I always manually downshift my ICE transmission to engine brake (rather than relying on the pickup to downshift like on typical towing reviews). With conscientious driving (such as not starting ones decent down a mountain pass already at 75mph), I rarely use mechanical brakes driving down mountain passes while towing.
It is absolutely not dangerous for a Rivian to be programmed to not engage electric trailer brakes until the brake pedal is pushed as that is exactly how ICE pickups work. Regen on an BEV pickup is no different than engine braking on an ICE pickup. When one pushes the brake pedal, the typical inertia-based (proportional) brake controller sends increasingly higher voltage, and more trailer braking force, based on an accelerometer that senses the decrease in momentum (unless using a time-delayed brake controller). The quicker the vehicle is slowing, the harder the trailer brakes are applied all the way up to the max voltage the brake controller is set to. Having the trailer brake override button on the Rivian steering wheel is fine and no different than leaning forward to the dash and manually squeezing a typical ICE pickup brake controller to apply the trailer brakes to stop a wagging trailer or in other situations where it's needed. More to it than that, but that the simplified version.
Only Rivian knows how they have the trailer brake controller programmed, but they should program it to only send voltage to the trailer brakes when the pickup brake pedal is depressed or the steering wheel gain in pressed. They should never be sending braking signal to the trailer on regen. That would cause unnecessary wear on a trailer brake pads and potentially excessive heat for absolutely no reason. A pickup should not apply trailer brakes unless the driver presses the brake pedal (or the override button). Period. Just like an ICE pickup brake controller.
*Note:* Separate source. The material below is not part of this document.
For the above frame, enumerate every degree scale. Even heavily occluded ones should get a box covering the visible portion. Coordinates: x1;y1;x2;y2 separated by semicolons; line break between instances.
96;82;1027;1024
Note that trailers with surge brakes are entirely different than electric brakes and the pickup brake controller (Rivian or otherwise) has no communication or impact on trailer surge brakes. Surge brakes engage when the trailer tongue compresses the brake cylinder (read: When the trailer pushes into the pickup when the pickup is slowing faster than the trailer). The harder it pushes, the more pressure that is applied to the trailer brakes. Driving mountain passes often is one reason why I much prefer electric brakes over surge brakes because I only want the trailer brakes to engage when I step on the brake pedal (or apply with brake controller) and not when engine braking like surge brakes will sometimes do. Electric brakes will also engage if a trailer separates from the tow vehicle (small onboard emergency battery activates electric trailer brakes) vs a surge brakes not doing so.